Ancestral Roofs

"In Praise of Older Buildings"

Thursday, November 15, 2012

Some folks just won't take 'no' for an answer

Some folks just won't take 'no' for an answer, as dad used to say.
Claims of 'no hope', 'no future', 'no potential' don't persuade them.
Obstacles like 'no time', 'no money', 'no skills' don't deter.
Adolphustown church
"No way?"
 No chance.

These are the folks who make restoration miracles happen.
Long Point log cabin

There is the Brisley family of Sophiasburgh. I blogged my enthusiasm for their work and their vision in November 2011 after we came upon their enclave of restored and rescued homes.

Cobourg native

one of PEC's earliest homes - rescued by the Brisley's

This is a sublime early PEC home.
Thank goodness for John and Diane Brisley..for without them it's unlikely it would still be standing sentinel on a hugely important part of our UEL history.

Along Royal Road (called Royal Street in my day)
Then there are Janice and Gord Gibbins who purchased and restored one of our family homes (the homestead of the maternal UEL Striker ancestors) in South Marysburgh.
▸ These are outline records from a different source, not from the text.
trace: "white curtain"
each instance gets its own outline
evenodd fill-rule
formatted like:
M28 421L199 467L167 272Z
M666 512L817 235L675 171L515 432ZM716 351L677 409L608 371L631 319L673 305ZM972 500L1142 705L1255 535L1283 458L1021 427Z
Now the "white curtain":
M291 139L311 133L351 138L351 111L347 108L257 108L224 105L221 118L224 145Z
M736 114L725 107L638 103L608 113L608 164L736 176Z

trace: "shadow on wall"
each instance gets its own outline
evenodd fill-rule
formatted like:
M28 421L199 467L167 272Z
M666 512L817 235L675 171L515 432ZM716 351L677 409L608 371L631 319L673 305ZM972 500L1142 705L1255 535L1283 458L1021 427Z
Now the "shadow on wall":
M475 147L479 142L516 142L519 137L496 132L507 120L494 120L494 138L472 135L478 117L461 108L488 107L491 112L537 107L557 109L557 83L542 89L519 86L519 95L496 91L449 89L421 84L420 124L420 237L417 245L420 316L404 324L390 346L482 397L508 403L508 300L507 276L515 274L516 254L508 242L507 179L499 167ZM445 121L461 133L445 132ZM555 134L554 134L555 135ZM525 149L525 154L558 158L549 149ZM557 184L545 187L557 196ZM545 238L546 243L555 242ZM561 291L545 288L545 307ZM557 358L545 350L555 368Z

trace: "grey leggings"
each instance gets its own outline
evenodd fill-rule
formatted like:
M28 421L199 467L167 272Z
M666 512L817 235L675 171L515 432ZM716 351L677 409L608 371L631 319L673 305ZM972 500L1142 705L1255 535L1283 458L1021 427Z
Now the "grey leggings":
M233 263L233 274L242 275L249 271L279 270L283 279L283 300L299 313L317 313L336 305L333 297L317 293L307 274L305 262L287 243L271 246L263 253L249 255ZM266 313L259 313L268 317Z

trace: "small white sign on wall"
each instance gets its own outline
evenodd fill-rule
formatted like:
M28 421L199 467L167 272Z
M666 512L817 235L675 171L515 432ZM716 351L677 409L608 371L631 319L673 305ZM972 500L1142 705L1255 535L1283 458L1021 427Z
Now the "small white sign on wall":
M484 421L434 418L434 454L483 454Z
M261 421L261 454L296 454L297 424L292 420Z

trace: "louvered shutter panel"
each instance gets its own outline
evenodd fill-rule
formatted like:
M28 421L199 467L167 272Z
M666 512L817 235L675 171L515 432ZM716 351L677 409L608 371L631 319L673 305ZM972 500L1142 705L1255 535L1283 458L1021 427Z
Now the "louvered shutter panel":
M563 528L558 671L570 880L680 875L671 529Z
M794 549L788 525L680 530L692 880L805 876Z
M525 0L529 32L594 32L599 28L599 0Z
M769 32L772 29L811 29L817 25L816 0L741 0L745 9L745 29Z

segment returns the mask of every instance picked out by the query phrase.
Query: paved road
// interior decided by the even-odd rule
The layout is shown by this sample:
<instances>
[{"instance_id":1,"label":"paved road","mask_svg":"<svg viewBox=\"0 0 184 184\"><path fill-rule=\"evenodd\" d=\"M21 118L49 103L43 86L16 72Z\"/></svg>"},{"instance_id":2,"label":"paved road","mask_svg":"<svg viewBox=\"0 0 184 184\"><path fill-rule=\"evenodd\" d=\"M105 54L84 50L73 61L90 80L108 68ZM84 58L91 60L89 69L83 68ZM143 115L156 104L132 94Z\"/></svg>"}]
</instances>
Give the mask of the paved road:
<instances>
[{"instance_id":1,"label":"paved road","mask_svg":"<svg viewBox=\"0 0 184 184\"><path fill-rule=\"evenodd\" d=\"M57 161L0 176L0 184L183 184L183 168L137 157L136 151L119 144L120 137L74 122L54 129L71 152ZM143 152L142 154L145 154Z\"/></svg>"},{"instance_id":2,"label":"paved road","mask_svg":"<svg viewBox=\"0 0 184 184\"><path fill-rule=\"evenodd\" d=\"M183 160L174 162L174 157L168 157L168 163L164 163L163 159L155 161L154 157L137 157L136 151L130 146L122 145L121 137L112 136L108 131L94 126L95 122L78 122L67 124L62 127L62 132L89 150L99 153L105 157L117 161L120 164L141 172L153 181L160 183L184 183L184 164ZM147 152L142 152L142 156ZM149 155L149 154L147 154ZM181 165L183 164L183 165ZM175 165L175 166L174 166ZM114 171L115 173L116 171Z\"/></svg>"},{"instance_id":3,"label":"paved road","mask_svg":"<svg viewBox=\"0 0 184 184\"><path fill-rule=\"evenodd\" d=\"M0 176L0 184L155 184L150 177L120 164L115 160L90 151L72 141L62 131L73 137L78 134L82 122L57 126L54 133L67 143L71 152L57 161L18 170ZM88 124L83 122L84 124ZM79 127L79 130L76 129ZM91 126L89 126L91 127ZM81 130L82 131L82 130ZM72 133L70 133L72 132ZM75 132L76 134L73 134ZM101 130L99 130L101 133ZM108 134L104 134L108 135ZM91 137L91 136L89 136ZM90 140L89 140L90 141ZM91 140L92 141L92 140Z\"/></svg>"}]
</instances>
As is that wasn't enough, they have rescued (rescued = fell in love with, dismantled, transported and rebuilt) this exceptional c.1840 log home from the Ottawa Valley and an 1810 grain barn from Hay Bay, the oldest barn in Lennox and Addington township. Both sit like safely rescued donkeys in a preserve, in a sunny field near the old stone house.

Just recently PEC bestowed heritage designation on yet another log building, with some very unique construction features, transplanted by the Gibbins', this time from Waterloo County. It's the c.1845 Stryker house, and Janice and I wonder - is it somehow related to the Strykers (spelling was changed to Striker even before they left the American colonies) who settled in Prince Edward County? 

The Gryphon at an earlier stage in its development in PEC
And then there's my friend and former history of architecture prof Shannon Kyles, who rescued doors, windows, interior mouldings, flooring and beams from an 1840's Regency cottage destined for demolition in Ancaster, transported them (and the gracious ambience of the original Grove Cottage) to Consecon in PEC, and built a new house around them. You can read the story of The Gryphon, soon to be a guest house, in the Summer 2012 issue of County and Quinte Living, or on Shannon's invaluable website on Ontario architecture. Just go to building styles, to Regency, then scroll down through all the exquisite Ontario examples of the style 'til you get to the story.